Guy Rosa se demande s’il faut appeler Alain philosophe, selon lui Alain est plutôt un idéologue, un essayiste, qu’un philosophe. Franck Laurent trouve que c’est réduire la philosophie à sa pratique systématique. Claude Millet : Alain a une particularité dans la pratique philosophique, le fait de ne pas employer ce jargon philosophique qui est la marque d’une pratique professionnelle  – et allemande, souligne Franck Laurent : la manière d’Alain, c’est celle de Montaigne préférée à celle de Kant. Claude Millet : et tous ses propos sont des bijoux littéraires. Guy Rosa : c’est bien ce que je dis. Alain fait-il beaucoup travailler le concept ? Claude Millet : c’est une façon de philosopher qui ne passe ni par la langue tranchante des spécialités ni par la conceptualisation. D’où un certain succès auprès du public cultivé, mais d’où aussi l’intérêt d’une autre manière de philosopher. Franck Laurent : son modèle est Montaigne sans aucun doute, il veut être le Montaigne du XXe siècle. Guy Rosa : on est quand même bien obligé de faire une différence entre les penseurs qui proposent des perspectives philosophiques nouvelles et des concepts neufs et les philosophes-idéologues, qui arrangent de manière souple et souvent utilitaire les notions en cours. Franck Laurent : oui, mais dire cela, c’est être tributaire d’une certaine conception de la philosophie qui par exemple n’est pas celle du XVIIe siècle.

 

Hervé François : la « rencontre intuitive » d’Alain avec la poésie de Hugo lui a paru quelque chose d’intéressant, il voudrait savoir ce qu’il y a derrière. Car chez Hugo l’intuition c’est quelque chose de très important : c’est la voie vers le surnaturalisme. Jordi Brahamcha-Marin : le mot intuitif ici n’est pas d’Alain mais de moi, je voulais dire une rencontre sur le mode de l’évidence, Alain se reconnaît dans ce qu’écrit Hugo, et en fait le principe de sa lecture de Hugo et d’une conception de la poésie.
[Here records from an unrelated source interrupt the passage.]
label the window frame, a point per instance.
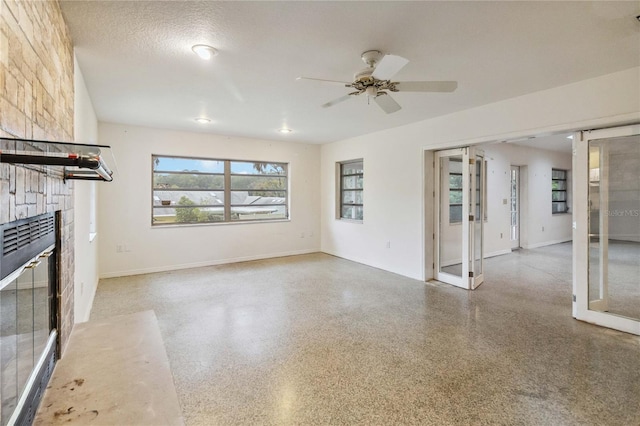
(565, 191)
(341, 190)
(229, 216)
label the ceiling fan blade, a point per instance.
(388, 66)
(426, 86)
(387, 103)
(336, 101)
(342, 83)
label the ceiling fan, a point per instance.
(375, 82)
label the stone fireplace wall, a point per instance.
(36, 102)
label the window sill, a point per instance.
(197, 225)
(342, 219)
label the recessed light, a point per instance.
(204, 51)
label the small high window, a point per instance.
(351, 190)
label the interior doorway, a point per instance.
(459, 218)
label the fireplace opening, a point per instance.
(28, 314)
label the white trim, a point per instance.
(498, 253)
(546, 243)
(600, 123)
(205, 263)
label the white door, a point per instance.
(514, 203)
(459, 218)
(607, 227)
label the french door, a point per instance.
(459, 177)
(607, 227)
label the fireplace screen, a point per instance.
(27, 320)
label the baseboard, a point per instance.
(547, 243)
(498, 253)
(167, 268)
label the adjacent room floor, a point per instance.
(316, 339)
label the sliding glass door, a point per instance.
(607, 228)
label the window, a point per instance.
(559, 200)
(202, 190)
(351, 188)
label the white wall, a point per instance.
(393, 163)
(125, 204)
(86, 251)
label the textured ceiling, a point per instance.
(139, 68)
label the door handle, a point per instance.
(32, 265)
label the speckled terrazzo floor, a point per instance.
(315, 339)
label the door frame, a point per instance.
(580, 189)
(468, 279)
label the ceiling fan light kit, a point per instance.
(375, 81)
(204, 51)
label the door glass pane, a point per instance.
(450, 244)
(479, 219)
(614, 226)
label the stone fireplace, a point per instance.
(28, 314)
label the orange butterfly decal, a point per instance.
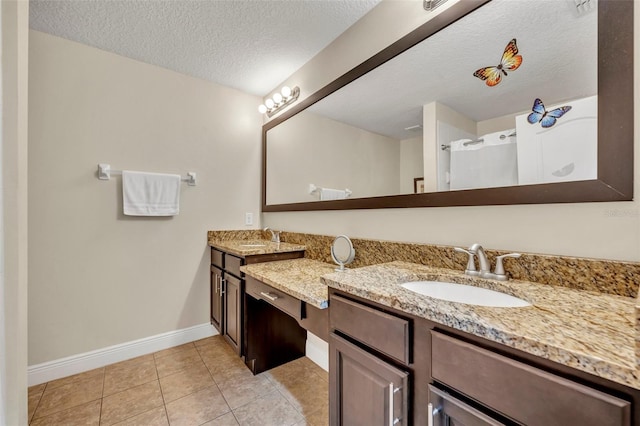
(510, 61)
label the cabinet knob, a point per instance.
(432, 413)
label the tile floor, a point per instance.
(199, 383)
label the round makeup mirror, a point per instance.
(342, 251)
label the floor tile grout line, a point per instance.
(38, 404)
(104, 378)
(164, 402)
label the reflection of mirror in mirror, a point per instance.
(342, 251)
(425, 114)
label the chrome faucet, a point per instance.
(476, 250)
(275, 235)
(485, 267)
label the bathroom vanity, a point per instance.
(569, 357)
(227, 282)
(283, 301)
(400, 358)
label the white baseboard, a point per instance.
(56, 369)
(317, 350)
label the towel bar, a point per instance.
(105, 172)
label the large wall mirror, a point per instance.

Jean-Marc Hovasse : on regrette qu’il n’ait pas écrit un livre sur Hugo, du coup. Jordi Brahamcha-Marin : l’article d’Alain sur Hugo a une dimension conjoncturelle (occasion du cinquantenaire). Jean-Marc Hovasse : et est-ce qu’Alain parle du théâtre de Hugo ? Jordi Brahamcha-Marin : très peu, le théâtre rentre peu dans ses catégories, l’éloquence est un peu venue effacer le théâtre dans sa triade. En fait le théâtre est absent des catégories d’Alain quand il fait de la phénoménologie de la lecture, mais ailleurs quand il parle des arts vivants (comme la danse), le théâtre revient.

 

Franck Laurent : sur l’éloquence politique de Hugo, l’idée que Hugo serait trop poète y compris à la tribune pour avoir un succès politique : c’est un cliché politique, qui ne tient pas quand on regarde d’un peu près la tactique politique de Hugo, la façon dont il euphémise les choses. Par exemple dans le discours sur l’amnistie en 1876 : il se garde de parler de la répression versaillaise, il y a seulement une allusion, et ça lui a été reproché par l’extrême gauche, mais on voit bien ses raisons : il sait qu’en 1876 qu’il va perdre les 10 voix qui votent pour lui s’il y va trop rudement. Donc il y a chez lui une aptitude et une acceptation de la tactique, du compromis. Y compris dans un roman comme Les Misérables : Hugo sait calmer le jeu, « les morts ont raison mais les vivants n’ont pas tort ». Il faut nuancer l’idée d’un Hugo radical et du coup maladroit, cet aspect a été surévalué pour se moquer de Hugo. Les choses sont plus calculées. Jordi Brahamcha-Marin : dans le camp hugophobe, il y a une tension entre le reproche poétique et le reproche politique. Alain reprend ce thème de l’incompatibilité entre les deux registres de discours mais en inversant l’axiologie, en le portant au crédit de Hugo. Et sur Valéry prosateur en poésie : quand Alain commente Valéry, il le commente comme poète et il n’est pas question pour lui d’imaginer que le poème a été écrit en prose auparavant, la poésie s’auto-engendre.